1. Black Market
    2. Butterfly
    3. Joyous Lake
    4. Medieval Overture
    5. Resolution
    6. Red Baron
    7. Low-Lee-Tah
    8. There Comes a Time
    Rez Abbasi - Steel string, fretless and baritone acoustic guitars
    Bill Ware – Vibes
    Stephan Crump – Acoustic bass
    Eric McPherson - Drums
    Rez Abbasi was born in Pakistan and raised in California. His latest album is a bit of a surprise, containing entirely acoustic music. He tackles various
    tunes from the jazz-rock era of the 1970s but discards their electric apparatus in favour of a gentle, acoustic approach which makes them sound entirely
    new. The line-up is also unusual: guitar, vibes, bass and drums, but this allows the group to play gently some tunes which were probably louder when they
    were first released.
    For instance, Joe Zawinul’s Black Market first appeared on Weather Report’s 1976 Black Market album, with forceful electric keyboards and
    snarling bass.

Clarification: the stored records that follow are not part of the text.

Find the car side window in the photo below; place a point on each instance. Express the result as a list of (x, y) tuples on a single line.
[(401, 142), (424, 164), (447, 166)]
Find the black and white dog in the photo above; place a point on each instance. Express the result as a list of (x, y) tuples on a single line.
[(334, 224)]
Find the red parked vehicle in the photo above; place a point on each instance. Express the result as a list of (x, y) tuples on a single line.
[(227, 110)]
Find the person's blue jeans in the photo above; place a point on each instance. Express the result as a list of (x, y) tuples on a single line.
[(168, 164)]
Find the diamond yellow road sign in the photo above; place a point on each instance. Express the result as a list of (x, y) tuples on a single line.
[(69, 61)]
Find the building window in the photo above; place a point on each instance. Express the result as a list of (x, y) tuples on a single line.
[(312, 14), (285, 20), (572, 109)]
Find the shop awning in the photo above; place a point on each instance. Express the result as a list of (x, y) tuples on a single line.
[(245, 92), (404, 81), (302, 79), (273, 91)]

Rez Abbasi’s quartet presents it in an entirely different fashion. Everything is quietened down and subdued into a soothing experience. This
    might be expected to imply a lack of backbone, but the quartet manages to keep enough hidden power beneath the notes.

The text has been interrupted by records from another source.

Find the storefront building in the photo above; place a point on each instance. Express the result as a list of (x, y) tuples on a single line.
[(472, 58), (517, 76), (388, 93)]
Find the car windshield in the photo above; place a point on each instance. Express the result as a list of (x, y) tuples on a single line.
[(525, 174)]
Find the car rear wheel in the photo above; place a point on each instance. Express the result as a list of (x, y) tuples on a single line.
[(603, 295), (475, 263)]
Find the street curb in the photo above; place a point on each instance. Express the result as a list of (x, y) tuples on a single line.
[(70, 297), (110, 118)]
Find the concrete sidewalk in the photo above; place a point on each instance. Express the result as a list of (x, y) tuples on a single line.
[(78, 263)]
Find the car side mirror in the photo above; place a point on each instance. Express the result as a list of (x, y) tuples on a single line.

    Similarly, Butterfly from Herbie Hancock’s 1974 album Thrust had bass-heavy instrumentation and grinding keyboards. Rez Abbasi offers a
    slimmed-down interpretation which is forceful enough but not overbearing. The vibraphone drifts intriguingly beneath the guitar. On several other tracks,
    the vibes plays in unison with the guitar, making a surprisingly tasty combination. Bass and drums help the reflective mood, never accenting too fiercely
    for the good of the music.
    As with Larry Coryell’s original, Rez Abbasi’s Low-Lee-Tah has prominent guitars but Abbasi’s version stays in the same placid mode rather than
    breaking out fiercely in the middle as Coryell’s does. Nonetheless Red Baron (from Billy Cobham’s album Spectrum) has quite a lot of
    muscle, although it is nowhere near as assertive as the original.
    In these days of powerhouse rock groups, it is a brave enterprise to issue an album which makes a virtue of tenderness but it succeeds splendidly, creating
    its own distinctive sound world and calm atmosphere.